Center for Applied Proteomics and Molecular Medicine, George Mason University, 10900 University Blvd. MS 4E3, Manassas, Virginia, USA.
Nature Protocol (Impact Factor: 8.36). 02/2006; 1(2):586-603. DOI: 10.1038/nprot.2006.85
Source: PubMed

ABSTRACT Deciphering the cellular and molecular interactions that drive disease within the tissue microenvironment holds promise for discovering drug targets of the future. In order to recapitulate the in vivo interactions thorough molecular analysis, one must be able to analyze specific cell populations within the context of their heterogeneous tissue microecology.
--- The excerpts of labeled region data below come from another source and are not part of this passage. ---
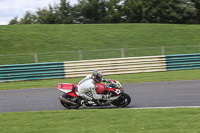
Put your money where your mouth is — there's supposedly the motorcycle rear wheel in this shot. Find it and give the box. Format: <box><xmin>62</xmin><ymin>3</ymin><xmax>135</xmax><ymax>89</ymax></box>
<box><xmin>112</xmin><ymin>93</ymin><xmax>131</xmax><ymax>107</ymax></box>
<box><xmin>60</xmin><ymin>94</ymin><xmax>80</xmax><ymax>109</ymax></box>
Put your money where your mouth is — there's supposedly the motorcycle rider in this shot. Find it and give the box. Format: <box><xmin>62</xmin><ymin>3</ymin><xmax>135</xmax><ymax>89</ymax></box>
<box><xmin>78</xmin><ymin>70</ymin><xmax>112</xmax><ymax>107</ymax></box>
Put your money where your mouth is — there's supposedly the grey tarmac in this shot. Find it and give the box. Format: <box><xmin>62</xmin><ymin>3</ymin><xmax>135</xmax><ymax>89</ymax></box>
<box><xmin>0</xmin><ymin>80</ymin><xmax>200</xmax><ymax>112</ymax></box>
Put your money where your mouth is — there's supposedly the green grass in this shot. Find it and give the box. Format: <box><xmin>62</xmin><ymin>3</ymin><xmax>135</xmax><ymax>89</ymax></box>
<box><xmin>0</xmin><ymin>69</ymin><xmax>200</xmax><ymax>90</ymax></box>
<box><xmin>0</xmin><ymin>108</ymin><xmax>200</xmax><ymax>133</ymax></box>
<box><xmin>0</xmin><ymin>24</ymin><xmax>200</xmax><ymax>64</ymax></box>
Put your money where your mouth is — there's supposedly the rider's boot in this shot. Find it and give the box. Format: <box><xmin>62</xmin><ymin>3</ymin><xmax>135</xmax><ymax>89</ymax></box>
<box><xmin>80</xmin><ymin>100</ymin><xmax>87</xmax><ymax>108</ymax></box>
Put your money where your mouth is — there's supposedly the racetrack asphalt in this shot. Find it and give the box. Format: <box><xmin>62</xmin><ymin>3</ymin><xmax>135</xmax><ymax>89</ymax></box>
<box><xmin>0</xmin><ymin>80</ymin><xmax>200</xmax><ymax>112</ymax></box>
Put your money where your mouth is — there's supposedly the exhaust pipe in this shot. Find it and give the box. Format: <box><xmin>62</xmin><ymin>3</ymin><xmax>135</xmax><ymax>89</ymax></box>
<box><xmin>59</xmin><ymin>96</ymin><xmax>76</xmax><ymax>106</ymax></box>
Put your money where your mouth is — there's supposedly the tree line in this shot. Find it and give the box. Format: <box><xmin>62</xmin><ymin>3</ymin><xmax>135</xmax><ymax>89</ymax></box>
<box><xmin>9</xmin><ymin>0</ymin><xmax>200</xmax><ymax>25</ymax></box>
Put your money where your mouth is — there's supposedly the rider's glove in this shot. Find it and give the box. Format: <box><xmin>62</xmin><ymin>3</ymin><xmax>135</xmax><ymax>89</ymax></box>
<box><xmin>102</xmin><ymin>94</ymin><xmax>110</xmax><ymax>99</ymax></box>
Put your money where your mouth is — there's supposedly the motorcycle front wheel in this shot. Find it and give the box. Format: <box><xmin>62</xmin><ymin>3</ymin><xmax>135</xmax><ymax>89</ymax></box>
<box><xmin>60</xmin><ymin>94</ymin><xmax>80</xmax><ymax>109</ymax></box>
<box><xmin>112</xmin><ymin>93</ymin><xmax>131</xmax><ymax>107</ymax></box>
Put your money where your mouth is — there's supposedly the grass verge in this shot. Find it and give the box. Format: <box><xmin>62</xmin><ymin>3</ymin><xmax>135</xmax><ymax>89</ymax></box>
<box><xmin>0</xmin><ymin>108</ymin><xmax>200</xmax><ymax>133</ymax></box>
<box><xmin>0</xmin><ymin>69</ymin><xmax>200</xmax><ymax>90</ymax></box>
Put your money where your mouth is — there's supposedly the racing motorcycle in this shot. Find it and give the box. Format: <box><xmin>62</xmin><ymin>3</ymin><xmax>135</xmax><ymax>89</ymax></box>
<box><xmin>57</xmin><ymin>80</ymin><xmax>131</xmax><ymax>109</ymax></box>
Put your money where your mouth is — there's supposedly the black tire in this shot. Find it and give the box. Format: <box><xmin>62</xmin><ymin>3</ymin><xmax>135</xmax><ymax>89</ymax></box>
<box><xmin>112</xmin><ymin>93</ymin><xmax>131</xmax><ymax>107</ymax></box>
<box><xmin>60</xmin><ymin>94</ymin><xmax>80</xmax><ymax>109</ymax></box>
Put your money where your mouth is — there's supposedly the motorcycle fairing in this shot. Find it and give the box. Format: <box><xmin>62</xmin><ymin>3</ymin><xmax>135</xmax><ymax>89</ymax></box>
<box><xmin>57</xmin><ymin>83</ymin><xmax>78</xmax><ymax>97</ymax></box>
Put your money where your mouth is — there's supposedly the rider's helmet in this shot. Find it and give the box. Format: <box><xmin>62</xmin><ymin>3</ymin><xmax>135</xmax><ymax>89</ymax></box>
<box><xmin>92</xmin><ymin>70</ymin><xmax>103</xmax><ymax>83</ymax></box>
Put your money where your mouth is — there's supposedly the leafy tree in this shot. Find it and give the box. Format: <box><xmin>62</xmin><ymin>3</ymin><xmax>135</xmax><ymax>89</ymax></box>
<box><xmin>9</xmin><ymin>17</ymin><xmax>19</xmax><ymax>25</ymax></box>
<box><xmin>58</xmin><ymin>0</ymin><xmax>73</xmax><ymax>24</ymax></box>
<box><xmin>20</xmin><ymin>11</ymin><xmax>37</xmax><ymax>24</ymax></box>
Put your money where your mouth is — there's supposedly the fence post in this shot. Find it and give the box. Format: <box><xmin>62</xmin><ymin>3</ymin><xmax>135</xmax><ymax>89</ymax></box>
<box><xmin>121</xmin><ymin>48</ymin><xmax>125</xmax><ymax>58</ymax></box>
<box><xmin>34</xmin><ymin>53</ymin><xmax>38</xmax><ymax>63</ymax></box>
<box><xmin>161</xmin><ymin>46</ymin><xmax>165</xmax><ymax>55</ymax></box>
<box><xmin>78</xmin><ymin>50</ymin><xmax>82</xmax><ymax>60</ymax></box>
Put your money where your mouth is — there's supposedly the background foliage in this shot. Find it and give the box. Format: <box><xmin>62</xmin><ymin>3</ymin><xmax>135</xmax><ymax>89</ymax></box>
<box><xmin>10</xmin><ymin>0</ymin><xmax>200</xmax><ymax>25</ymax></box>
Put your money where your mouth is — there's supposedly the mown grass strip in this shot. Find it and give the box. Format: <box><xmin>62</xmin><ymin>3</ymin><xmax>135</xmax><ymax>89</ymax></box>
<box><xmin>0</xmin><ymin>108</ymin><xmax>200</xmax><ymax>133</ymax></box>
<box><xmin>0</xmin><ymin>69</ymin><xmax>200</xmax><ymax>90</ymax></box>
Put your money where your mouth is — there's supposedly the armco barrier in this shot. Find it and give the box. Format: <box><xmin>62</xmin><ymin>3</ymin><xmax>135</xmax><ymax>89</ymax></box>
<box><xmin>0</xmin><ymin>62</ymin><xmax>65</xmax><ymax>82</ymax></box>
<box><xmin>64</xmin><ymin>55</ymin><xmax>166</xmax><ymax>77</ymax></box>
<box><xmin>166</xmin><ymin>53</ymin><xmax>200</xmax><ymax>71</ymax></box>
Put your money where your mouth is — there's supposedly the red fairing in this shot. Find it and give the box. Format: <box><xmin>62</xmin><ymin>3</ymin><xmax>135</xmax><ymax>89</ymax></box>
<box><xmin>57</xmin><ymin>83</ymin><xmax>78</xmax><ymax>97</ymax></box>
<box><xmin>95</xmin><ymin>83</ymin><xmax>106</xmax><ymax>94</ymax></box>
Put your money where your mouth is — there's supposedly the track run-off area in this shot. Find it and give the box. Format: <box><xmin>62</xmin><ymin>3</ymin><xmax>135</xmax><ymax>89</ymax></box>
<box><xmin>0</xmin><ymin>80</ymin><xmax>200</xmax><ymax>112</ymax></box>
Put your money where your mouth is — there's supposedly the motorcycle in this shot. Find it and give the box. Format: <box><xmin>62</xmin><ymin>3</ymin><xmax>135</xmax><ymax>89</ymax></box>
<box><xmin>57</xmin><ymin>80</ymin><xmax>131</xmax><ymax>109</ymax></box>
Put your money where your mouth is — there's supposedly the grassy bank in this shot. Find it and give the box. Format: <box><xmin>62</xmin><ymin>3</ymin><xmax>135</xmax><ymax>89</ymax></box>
<box><xmin>0</xmin><ymin>108</ymin><xmax>200</xmax><ymax>133</ymax></box>
<box><xmin>0</xmin><ymin>24</ymin><xmax>200</xmax><ymax>65</ymax></box>
<box><xmin>0</xmin><ymin>69</ymin><xmax>200</xmax><ymax>90</ymax></box>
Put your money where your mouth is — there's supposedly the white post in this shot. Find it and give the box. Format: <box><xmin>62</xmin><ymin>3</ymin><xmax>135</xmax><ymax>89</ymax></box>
<box><xmin>121</xmin><ymin>48</ymin><xmax>125</xmax><ymax>58</ymax></box>
<box><xmin>161</xmin><ymin>46</ymin><xmax>165</xmax><ymax>55</ymax></box>
<box><xmin>34</xmin><ymin>53</ymin><xmax>38</xmax><ymax>63</ymax></box>
<box><xmin>78</xmin><ymin>50</ymin><xmax>82</xmax><ymax>60</ymax></box>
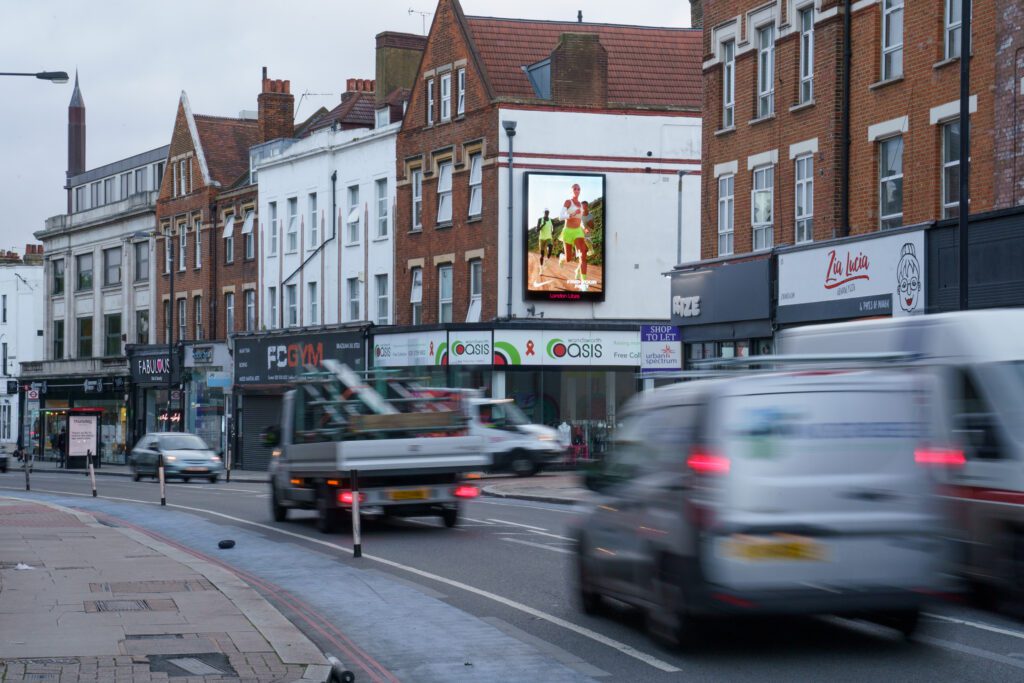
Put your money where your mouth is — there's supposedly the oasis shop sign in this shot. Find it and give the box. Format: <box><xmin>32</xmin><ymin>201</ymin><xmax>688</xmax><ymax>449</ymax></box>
<box><xmin>776</xmin><ymin>230</ymin><xmax>926</xmax><ymax>323</ymax></box>
<box><xmin>495</xmin><ymin>330</ymin><xmax>640</xmax><ymax>367</ymax></box>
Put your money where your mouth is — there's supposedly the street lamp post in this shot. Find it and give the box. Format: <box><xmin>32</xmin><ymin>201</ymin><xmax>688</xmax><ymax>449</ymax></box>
<box><xmin>0</xmin><ymin>71</ymin><xmax>68</xmax><ymax>83</ymax></box>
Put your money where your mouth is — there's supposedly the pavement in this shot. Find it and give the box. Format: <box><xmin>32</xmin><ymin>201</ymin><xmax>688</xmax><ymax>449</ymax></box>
<box><xmin>0</xmin><ymin>498</ymin><xmax>330</xmax><ymax>683</ymax></box>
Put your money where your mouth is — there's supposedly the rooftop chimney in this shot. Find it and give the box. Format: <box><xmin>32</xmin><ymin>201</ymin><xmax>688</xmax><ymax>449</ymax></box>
<box><xmin>256</xmin><ymin>67</ymin><xmax>295</xmax><ymax>142</ymax></box>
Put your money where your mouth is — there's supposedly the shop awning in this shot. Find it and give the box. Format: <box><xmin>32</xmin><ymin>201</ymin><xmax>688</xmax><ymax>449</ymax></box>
<box><xmin>242</xmin><ymin>211</ymin><xmax>255</xmax><ymax>234</ymax></box>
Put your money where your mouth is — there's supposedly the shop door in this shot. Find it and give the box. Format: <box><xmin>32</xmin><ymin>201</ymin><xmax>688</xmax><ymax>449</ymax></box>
<box><xmin>236</xmin><ymin>396</ymin><xmax>281</xmax><ymax>471</ymax></box>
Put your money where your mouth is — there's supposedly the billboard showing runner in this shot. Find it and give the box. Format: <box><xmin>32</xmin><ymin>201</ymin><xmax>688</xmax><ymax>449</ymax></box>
<box><xmin>523</xmin><ymin>172</ymin><xmax>605</xmax><ymax>301</ymax></box>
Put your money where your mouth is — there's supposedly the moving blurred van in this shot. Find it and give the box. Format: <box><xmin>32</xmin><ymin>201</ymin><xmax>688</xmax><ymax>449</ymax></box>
<box><xmin>777</xmin><ymin>309</ymin><xmax>1024</xmax><ymax>597</ymax></box>
<box><xmin>574</xmin><ymin>370</ymin><xmax>955</xmax><ymax>644</ymax></box>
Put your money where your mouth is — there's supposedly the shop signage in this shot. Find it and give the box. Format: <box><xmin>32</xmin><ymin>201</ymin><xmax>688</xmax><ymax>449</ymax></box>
<box><xmin>373</xmin><ymin>330</ymin><xmax>447</xmax><ymax>368</ymax></box>
<box><xmin>68</xmin><ymin>415</ymin><xmax>96</xmax><ymax>456</ymax></box>
<box><xmin>776</xmin><ymin>230</ymin><xmax>925</xmax><ymax>323</ymax></box>
<box><xmin>446</xmin><ymin>330</ymin><xmax>495</xmax><ymax>366</ymax></box>
<box><xmin>495</xmin><ymin>330</ymin><xmax>640</xmax><ymax>367</ymax></box>
<box><xmin>672</xmin><ymin>258</ymin><xmax>771</xmax><ymax>327</ymax></box>
<box><xmin>640</xmin><ymin>325</ymin><xmax>683</xmax><ymax>372</ymax></box>
<box><xmin>234</xmin><ymin>332</ymin><xmax>364</xmax><ymax>385</ymax></box>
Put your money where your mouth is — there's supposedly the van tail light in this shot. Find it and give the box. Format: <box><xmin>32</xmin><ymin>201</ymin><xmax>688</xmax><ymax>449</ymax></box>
<box><xmin>686</xmin><ymin>450</ymin><xmax>730</xmax><ymax>476</ymax></box>
<box><xmin>913</xmin><ymin>447</ymin><xmax>967</xmax><ymax>469</ymax></box>
<box><xmin>338</xmin><ymin>490</ymin><xmax>367</xmax><ymax>505</ymax></box>
<box><xmin>453</xmin><ymin>484</ymin><xmax>480</xmax><ymax>498</ymax></box>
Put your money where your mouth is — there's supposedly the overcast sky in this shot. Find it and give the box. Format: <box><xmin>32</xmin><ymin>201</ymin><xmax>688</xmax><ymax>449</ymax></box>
<box><xmin>0</xmin><ymin>0</ymin><xmax>689</xmax><ymax>252</ymax></box>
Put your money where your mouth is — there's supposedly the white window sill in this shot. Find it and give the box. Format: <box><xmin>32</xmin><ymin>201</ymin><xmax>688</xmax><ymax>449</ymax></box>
<box><xmin>867</xmin><ymin>74</ymin><xmax>903</xmax><ymax>90</ymax></box>
<box><xmin>746</xmin><ymin>112</ymin><xmax>775</xmax><ymax>126</ymax></box>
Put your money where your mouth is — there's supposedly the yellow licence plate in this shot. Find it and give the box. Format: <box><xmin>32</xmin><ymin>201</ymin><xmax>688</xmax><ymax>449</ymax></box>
<box><xmin>728</xmin><ymin>533</ymin><xmax>825</xmax><ymax>562</ymax></box>
<box><xmin>387</xmin><ymin>488</ymin><xmax>430</xmax><ymax>501</ymax></box>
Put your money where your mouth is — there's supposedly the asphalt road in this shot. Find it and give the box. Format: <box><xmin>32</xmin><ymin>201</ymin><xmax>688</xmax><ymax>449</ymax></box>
<box><xmin>6</xmin><ymin>471</ymin><xmax>1024</xmax><ymax>681</ymax></box>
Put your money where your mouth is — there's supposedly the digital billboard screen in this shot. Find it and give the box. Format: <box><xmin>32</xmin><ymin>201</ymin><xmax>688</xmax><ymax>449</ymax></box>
<box><xmin>523</xmin><ymin>172</ymin><xmax>605</xmax><ymax>301</ymax></box>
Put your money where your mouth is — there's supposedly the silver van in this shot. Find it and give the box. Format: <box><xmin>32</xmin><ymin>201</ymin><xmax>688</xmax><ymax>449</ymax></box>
<box><xmin>574</xmin><ymin>370</ymin><xmax>962</xmax><ymax>644</ymax></box>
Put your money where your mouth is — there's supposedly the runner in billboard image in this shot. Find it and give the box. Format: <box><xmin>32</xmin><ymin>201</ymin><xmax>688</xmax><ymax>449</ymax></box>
<box><xmin>525</xmin><ymin>173</ymin><xmax>604</xmax><ymax>300</ymax></box>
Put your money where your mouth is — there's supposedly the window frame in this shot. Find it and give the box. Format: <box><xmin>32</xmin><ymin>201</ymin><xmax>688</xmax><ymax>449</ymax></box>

Laser-capture microdissection (LCM) is a method to procure subpopulations of tissue cells under direct microscopic visualization. LCM technology can harvest the cells of interest directly or can isolate specific cells by cutting away unwanted cells to give histologically pure enriched cell populations. A variety of downstream applications exist: DNA genotyping and loss-of-heterozygosity (LOH) analysis, RNA transcript profiling, cDNA library generation, proteomics discovery and signal-pathway profiling. Herein we provide a thorough description of LCM techniques, with an emphasis on tips and troubleshooting advice derived from LCM users. The total time required to carry out this protocol is typically 1-1.5 h.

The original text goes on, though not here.